Durch Aufnahme einer konkreten Berechenbarkeit der Entschädigungszahlung bereits im Gesellschaftsvertrag kann diesem Problem begegnet werden. Denkbar wäre etwa die Vereinbarung einer Entschädigung in Raten welche dann aus dem laufenden Vermögen bezahlbar sein werden. Fällt die Prognose der Bezahlbarkeit positiv aus ist der Einziehungsbeschluss auch wirksam. Für den Fall dass auch dann im Nachhinein eine Untauglichkeit herausstellt hat der BGH entschieden, dass der Beschluss selbst wirksam bleibt und die Gesellschaft die Zahlung berechtigt verweigern kann (BGHZ 24.1.2012 – II ZR 109/11). Kann und wird allerdings nicht aus dem Vermögen der Gesellschaft geleistet dann müssen die übrigen Gesellschafter dafür Sorge tragen, dass der ausgeschiedene Gesellschafter seine Entschädigung erhält. Interessanterweise ging der BGH sogar soweit, dass die Gesellschaft aufzulösen sei.

Folgen und Zeitpunkt

Anders als die Kaduzierung (s.o.) eines Geschäftsanteils führt die Einziehung nicht nur zum Ausschluss des Gesellschafters und zum Verlust seiner Rechte und Pflichten, sondern zur vollständigen Beseitigung des betreffenden Geschäftsanteils.

Konflikt zu § 5 GmbHG?

Die Wirksamkeit einer Einziehung tritt nicht schon in Zeitpunkt der Beschlussfassung ein, sondern erst wenn die Entschädigung vollständig geleistet wurde.

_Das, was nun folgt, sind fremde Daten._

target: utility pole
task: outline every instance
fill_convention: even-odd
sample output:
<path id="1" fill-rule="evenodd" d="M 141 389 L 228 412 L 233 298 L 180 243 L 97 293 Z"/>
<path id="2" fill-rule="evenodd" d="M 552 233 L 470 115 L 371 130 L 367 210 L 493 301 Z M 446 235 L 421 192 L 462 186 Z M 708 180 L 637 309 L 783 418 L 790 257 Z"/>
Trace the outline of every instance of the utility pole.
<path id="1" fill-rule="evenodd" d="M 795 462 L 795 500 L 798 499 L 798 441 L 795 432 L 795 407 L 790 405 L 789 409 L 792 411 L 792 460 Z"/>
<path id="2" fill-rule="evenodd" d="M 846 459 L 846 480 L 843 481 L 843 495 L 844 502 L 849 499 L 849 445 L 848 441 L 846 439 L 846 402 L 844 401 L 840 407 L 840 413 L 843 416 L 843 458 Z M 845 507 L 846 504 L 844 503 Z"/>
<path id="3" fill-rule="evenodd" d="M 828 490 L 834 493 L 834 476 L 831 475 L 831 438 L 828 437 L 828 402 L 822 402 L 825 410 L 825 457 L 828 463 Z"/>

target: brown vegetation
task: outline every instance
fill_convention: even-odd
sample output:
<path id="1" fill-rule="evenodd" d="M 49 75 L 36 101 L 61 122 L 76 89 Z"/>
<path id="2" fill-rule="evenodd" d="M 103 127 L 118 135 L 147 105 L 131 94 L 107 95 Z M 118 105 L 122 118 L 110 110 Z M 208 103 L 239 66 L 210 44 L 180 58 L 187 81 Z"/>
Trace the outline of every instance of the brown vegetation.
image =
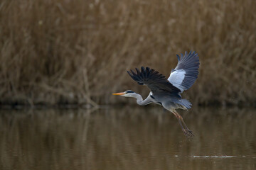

Gerade im Falle einer Ratenzahlung kann dies daher einige Zeit in Anspruch nehmen in denen der betroffenen Gesellschaft jedoch im Besitz seiner Gesellschafterrechte verbleibt. Nach Beschluss vom BGH (BGH 8.12.2008 – II ZR 263/07) ist jedoch zulässig im Gesellschaftsvertrag zu regeln, dass ein Verlust der Gesellschafterstellung bzw. der damit verbundenen Rechte mit sofortiger Wirkung eintreten soll.

Fazit

In jedem Fall sollte die Maßnahme der Einziehung gut durchdacht angelegt sein. Mit Blick auf die Rechtsprechung des BGH sind vor Allem die Aspekte der Deckungsfähigkeit der Entschädigung sowie eine frühe Wirksamkeit zu berücksichtigen und diesbezüglich Handlungs- und Rechtsfolgemöglichkeiten vorzusehen.